3(b) Governance and political control enablers. Political and institutional structures that provide cover, patronage, or policy alignment for the security apparatus (including legislative/governance bodies and their intermediaries), and that materially enable repression or protect networks through access, influence, or narrative laundering.

3(c) Judicial and coercive legal machinery. Actors and networks connected to courts, prosecutions, detention, and coercive “legal” mechanisms that facilitate repression, including intimidation of dissidents and cross-border pressure campaigns conducted through proxies and intermediaries.

3(d) Propaganda, media, and influence infrastructure. State propaganda and influence operations, including IRIB (Islamic Republic of Iran Broadcasting), and associated ecosystems that distribute messaging, harassment, intimidation, or narrative laundering through third-party entities, non-official accounts, and coordinated influence efforts.

3(e) Sanctions evasion, procurement, and logistics. Procurement agents, brokers, facilitators, and logistics/shipping nodes that enable restricted acquisition, sanctions evasion, or circumvention—often using layered counterparties, opaque corporate structures, and intermediary jurisdictions.
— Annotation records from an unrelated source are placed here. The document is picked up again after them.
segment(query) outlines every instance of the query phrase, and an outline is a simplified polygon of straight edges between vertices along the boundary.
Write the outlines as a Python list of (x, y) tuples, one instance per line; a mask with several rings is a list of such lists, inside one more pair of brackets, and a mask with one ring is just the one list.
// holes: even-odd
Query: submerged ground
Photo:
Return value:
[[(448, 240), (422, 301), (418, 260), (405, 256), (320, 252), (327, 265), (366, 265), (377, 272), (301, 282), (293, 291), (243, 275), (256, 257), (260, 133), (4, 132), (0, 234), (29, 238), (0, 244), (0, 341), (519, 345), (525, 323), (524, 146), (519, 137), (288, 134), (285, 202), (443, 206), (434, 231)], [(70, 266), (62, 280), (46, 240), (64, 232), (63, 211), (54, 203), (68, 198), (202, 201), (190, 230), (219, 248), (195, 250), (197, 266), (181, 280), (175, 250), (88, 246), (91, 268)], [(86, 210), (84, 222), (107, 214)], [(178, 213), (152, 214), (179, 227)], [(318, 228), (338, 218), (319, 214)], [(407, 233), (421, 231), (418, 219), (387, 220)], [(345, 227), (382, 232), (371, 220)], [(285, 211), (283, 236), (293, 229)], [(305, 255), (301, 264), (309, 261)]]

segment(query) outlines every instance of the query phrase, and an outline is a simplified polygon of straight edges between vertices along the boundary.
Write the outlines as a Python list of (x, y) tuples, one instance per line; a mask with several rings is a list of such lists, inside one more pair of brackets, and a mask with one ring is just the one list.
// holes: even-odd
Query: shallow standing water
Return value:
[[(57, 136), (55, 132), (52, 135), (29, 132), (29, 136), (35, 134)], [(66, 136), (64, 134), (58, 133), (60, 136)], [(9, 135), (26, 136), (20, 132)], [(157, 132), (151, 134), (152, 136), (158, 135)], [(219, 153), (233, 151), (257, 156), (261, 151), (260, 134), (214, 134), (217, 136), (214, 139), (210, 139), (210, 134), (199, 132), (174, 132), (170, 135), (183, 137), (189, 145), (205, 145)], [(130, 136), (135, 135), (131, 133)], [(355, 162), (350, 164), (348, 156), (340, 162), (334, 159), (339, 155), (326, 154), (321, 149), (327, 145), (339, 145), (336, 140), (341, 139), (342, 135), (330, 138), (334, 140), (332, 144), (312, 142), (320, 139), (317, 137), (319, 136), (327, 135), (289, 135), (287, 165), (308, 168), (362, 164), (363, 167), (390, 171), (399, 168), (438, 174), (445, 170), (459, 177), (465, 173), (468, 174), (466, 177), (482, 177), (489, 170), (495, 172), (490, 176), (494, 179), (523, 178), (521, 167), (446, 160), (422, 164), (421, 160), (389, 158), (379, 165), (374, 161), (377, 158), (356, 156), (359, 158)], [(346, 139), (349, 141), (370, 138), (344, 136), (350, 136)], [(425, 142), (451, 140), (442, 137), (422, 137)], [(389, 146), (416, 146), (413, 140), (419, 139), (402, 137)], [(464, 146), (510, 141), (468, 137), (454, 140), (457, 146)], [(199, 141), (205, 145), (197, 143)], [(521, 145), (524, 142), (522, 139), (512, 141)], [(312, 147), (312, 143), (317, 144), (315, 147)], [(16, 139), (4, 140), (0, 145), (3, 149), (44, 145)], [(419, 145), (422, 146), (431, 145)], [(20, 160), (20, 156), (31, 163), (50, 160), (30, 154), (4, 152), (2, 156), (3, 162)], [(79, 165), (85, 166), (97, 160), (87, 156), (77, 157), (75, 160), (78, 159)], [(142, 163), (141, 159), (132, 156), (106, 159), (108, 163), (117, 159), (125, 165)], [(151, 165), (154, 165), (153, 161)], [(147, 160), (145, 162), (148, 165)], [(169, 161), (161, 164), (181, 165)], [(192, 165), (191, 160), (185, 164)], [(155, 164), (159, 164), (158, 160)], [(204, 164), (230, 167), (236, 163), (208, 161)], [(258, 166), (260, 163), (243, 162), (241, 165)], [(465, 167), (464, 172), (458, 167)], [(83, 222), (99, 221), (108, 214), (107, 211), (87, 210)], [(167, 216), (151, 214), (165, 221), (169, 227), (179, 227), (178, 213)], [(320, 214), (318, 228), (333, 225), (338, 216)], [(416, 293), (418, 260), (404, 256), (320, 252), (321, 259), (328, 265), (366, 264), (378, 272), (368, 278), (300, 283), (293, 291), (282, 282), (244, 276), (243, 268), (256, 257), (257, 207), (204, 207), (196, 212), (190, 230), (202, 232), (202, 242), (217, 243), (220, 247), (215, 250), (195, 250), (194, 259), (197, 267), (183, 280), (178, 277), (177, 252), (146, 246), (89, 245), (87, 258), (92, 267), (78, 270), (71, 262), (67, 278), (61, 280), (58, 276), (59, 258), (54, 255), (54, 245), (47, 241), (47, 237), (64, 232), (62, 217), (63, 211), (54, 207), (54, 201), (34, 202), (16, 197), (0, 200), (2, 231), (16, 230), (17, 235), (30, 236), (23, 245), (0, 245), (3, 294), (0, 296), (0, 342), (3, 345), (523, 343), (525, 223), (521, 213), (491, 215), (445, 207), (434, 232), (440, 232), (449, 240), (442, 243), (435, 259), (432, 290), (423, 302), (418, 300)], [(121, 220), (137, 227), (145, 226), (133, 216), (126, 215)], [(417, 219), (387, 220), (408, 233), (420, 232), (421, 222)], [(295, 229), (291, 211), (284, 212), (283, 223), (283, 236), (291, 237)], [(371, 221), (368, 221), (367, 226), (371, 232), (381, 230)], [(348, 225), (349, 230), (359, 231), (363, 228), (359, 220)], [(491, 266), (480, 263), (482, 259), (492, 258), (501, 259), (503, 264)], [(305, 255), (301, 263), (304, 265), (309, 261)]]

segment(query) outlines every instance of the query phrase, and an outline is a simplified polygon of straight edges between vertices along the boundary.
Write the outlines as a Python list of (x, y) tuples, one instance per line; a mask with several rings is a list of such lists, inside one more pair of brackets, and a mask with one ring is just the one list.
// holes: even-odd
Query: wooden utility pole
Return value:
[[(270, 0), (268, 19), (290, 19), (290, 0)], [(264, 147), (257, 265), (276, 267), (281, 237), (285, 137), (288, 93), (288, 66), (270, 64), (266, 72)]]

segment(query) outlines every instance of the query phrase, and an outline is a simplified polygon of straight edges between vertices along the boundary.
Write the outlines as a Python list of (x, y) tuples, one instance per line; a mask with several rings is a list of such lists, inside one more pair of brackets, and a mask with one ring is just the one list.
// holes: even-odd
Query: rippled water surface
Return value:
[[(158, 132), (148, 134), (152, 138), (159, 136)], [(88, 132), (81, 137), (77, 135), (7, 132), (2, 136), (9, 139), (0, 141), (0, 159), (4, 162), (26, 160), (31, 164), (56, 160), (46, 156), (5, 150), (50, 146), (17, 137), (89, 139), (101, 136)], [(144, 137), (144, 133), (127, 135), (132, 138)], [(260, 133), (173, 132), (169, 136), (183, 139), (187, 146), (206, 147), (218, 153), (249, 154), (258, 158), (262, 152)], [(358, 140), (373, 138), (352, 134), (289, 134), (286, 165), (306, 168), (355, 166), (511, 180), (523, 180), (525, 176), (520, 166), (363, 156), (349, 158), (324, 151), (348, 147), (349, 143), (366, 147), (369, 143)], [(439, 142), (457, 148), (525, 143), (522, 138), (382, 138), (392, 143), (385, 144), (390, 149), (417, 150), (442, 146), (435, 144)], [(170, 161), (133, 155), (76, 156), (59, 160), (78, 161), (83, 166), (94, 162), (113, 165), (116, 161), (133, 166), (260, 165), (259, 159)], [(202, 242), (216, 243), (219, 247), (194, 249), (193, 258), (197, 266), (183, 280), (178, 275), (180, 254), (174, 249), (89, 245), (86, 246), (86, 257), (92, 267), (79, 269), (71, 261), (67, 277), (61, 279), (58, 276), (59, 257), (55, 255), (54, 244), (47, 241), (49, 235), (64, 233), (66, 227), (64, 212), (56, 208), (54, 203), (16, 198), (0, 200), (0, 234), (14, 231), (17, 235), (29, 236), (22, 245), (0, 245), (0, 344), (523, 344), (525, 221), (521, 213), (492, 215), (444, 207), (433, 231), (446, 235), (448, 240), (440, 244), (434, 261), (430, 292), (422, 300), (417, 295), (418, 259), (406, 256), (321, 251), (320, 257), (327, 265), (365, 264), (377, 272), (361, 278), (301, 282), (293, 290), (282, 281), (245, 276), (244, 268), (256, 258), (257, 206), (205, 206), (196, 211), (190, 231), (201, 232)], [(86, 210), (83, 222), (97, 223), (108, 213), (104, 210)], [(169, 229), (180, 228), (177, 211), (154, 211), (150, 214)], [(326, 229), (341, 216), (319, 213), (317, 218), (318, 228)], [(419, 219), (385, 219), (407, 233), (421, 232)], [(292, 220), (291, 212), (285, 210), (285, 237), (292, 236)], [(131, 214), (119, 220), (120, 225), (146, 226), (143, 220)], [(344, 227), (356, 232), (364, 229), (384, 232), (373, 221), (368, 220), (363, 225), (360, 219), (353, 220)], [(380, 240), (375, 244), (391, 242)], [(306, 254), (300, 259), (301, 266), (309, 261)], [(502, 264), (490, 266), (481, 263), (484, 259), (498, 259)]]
3(f) Asset parking and beneficial-ownership concealment. Shell companies, layered ownership chains, trusts, nominees, intermediaries, and professional facilitation used to conceal beneficial ownership/control, park assets, and preserve access in Europe under other names.

3(g) Family intermediaries and close associates used as proxies. Immediate family members and close associates of senior IRGC/affiliated-structure officials who function as nominees, beneficial owners, directors, intermediaries, or operational liaisons—usedto hold assets, open entities, and preserve access in Europe in ways that would be restricted if conducted directly by designated actors.

4. Proactive scrutiny of reported entities to prevent safe haven Europe should not become a safe haven where regime-connected wealth and influence can be parked through proxy “legs.” Establish a risk-based enhanced review pathway, consistent with due process and applicable law, for reported proxy entities and intermediaries, including scrutiny of beneficial ownership/control indicators, nominee arrangements, unexplained asset accumulation, and circumvention or facilitation patterns.

5. Commit to basic aggregate accountability every 90 days Publish non-sensitive, aggregate metrics so the public can evaluate whether action is occurring in practice (e.g., volume of proxy-network submissions received; share assessed as sufficiently identified to be actionable; referrals made; and aggregate outcomes where legally possible).

 

We respectfully urge you to treat these steps as the minimum immediate operational response: publish the legal scope clearly, recognize the IRGC’s proxy ecosystem as the real operational target, and enable structured evidence intake so authorities can identify and disrupt the “legs” that keep these networks active in Europe. This is a concrete, lawful, and measurable way to ensure the designation has practical effect and does not remain only a statement.